- Born: August 21, 1972 (age 54) Cleveland, Ohio, United States
- Occupations: Actor; musician; singer;
- Instruments: Vocals; piano;
- Years active: 1999–present
- Website: michaelcavanaugh.com

= Michael Cavanaugh (musician) =

American musician and actor (born 1972)

Michael Cavanaugh (born August 21, 1972) is an American actor and musician most famous for playing the piano and providing lead vocals in the band for the Broadway musical Movin' Out. Cavanaugh was handpicked by Billy Joel for this musical and appeared in the show for three years and over 1300 performances.

==Career==
Cavanaugh is the youngest of four boys who all played instruments. When he was 7, his parents bought a piano and he began playing immediately. He played his first club show at age 12. His aunt brought him from Cleveland to New York City when he was 13 to see his first Broadway musical. By age fourteen, Cavanaugh was playing keyboard with bands at weddings and other events several nights a week.

His first full-time gig as a musician was an extended engagement in Orlando, Florida at a piano bar on International Drive called Blazing Pianos. In January 1999, Cavanaugh had the opportunity to play in Las Vegas at the New York-New York Hotel and Casino, where he happened to catch the attention of Billy Joel in February 2001. Consequently, Cavanaugh moved to New York City to work with Billy Joel and Twyla Tharp, who together shaped the Broadway musical Movin' Out. Billboard magazine called him "the new voice of the American Rock and Roll Songbook". While appearing on Broadway, Cavanaugh and his family lived in Glen Rock, New Jersey.

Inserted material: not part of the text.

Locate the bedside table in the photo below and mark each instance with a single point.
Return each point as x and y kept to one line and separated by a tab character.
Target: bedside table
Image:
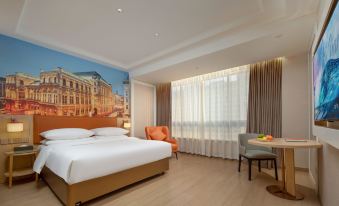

With the close of Movin' Out at the end of 2005, Cavanaugh began touring on his own, creating a show that reinterpreted the modern pop/rock songbook. Cavanaugh continues to perform worldwide for corporate and charity functions, as well as at sporting events including the Indy 500, the PGA Tour, and the US Open.

Symphony orchestras soon began booking Cavanaugh. His first orchestra engagement, a "Michael Cavanaugh — The Songs of Billy Joel and more" program, debuted in April 2008 with the Indianapolis Symphony. In October 2008, he signed with ADA/Warner to distribute his first CD, titled In Color.

Cavanaugh made his Boston Pops Orchestra debut on May 8–9, 2009, with Steven Reineke conducting. He returned to play another engagement with the Boston Pops in 2015, featuring music by Neil Diamond, Paul Simon, and James Taylor.

In 2010, he debuted a new orchestra production, his second, called "Generations of Rock", in which he plays Elton John and other artists who have inspired him.

In 2012, Cavanaugh performed with the Florida Orchestra, playing a mix of classical and contemporary music by composers including Billy Joel, Elton John, John Lennon and Paul McCartney. He created his third symphony show, "Singers and Songwriters: The music of Paul Simon, Neil Diamond and James Taylor" that year, and was still touring with the production as of July 2014.

In 2014, he performed with the Hartford Symphony Orchestra as part of its Pops! series, in a program called "The Music of Billy Joel & More". Later that year, he performed with the Houston Symphony as well.

==Awards and recognition==
In 2003, for his role in Movin' Out, Cavanaugh received both a Grammy nomination and a Tony nomination. That year's Tony went to Dick Latessa (who played Wilbur Turnblad in Hairspray).

==Personal life==
When not on the road or recording, Cavanaugh resides in Las Vegas with his family. He and his wife Karin have a son, Matthew, and a daughter, Mikayla.

Cavanaugh has synesthesia. As he explained to the Cleveland Plain Dealer, "When I hear a note of C, I see the color red in my mind's eye. A is blue, F is gray. Growing up I thought everyone was like this." He attributes some of his facility at learning songs quickly to his synesthesia.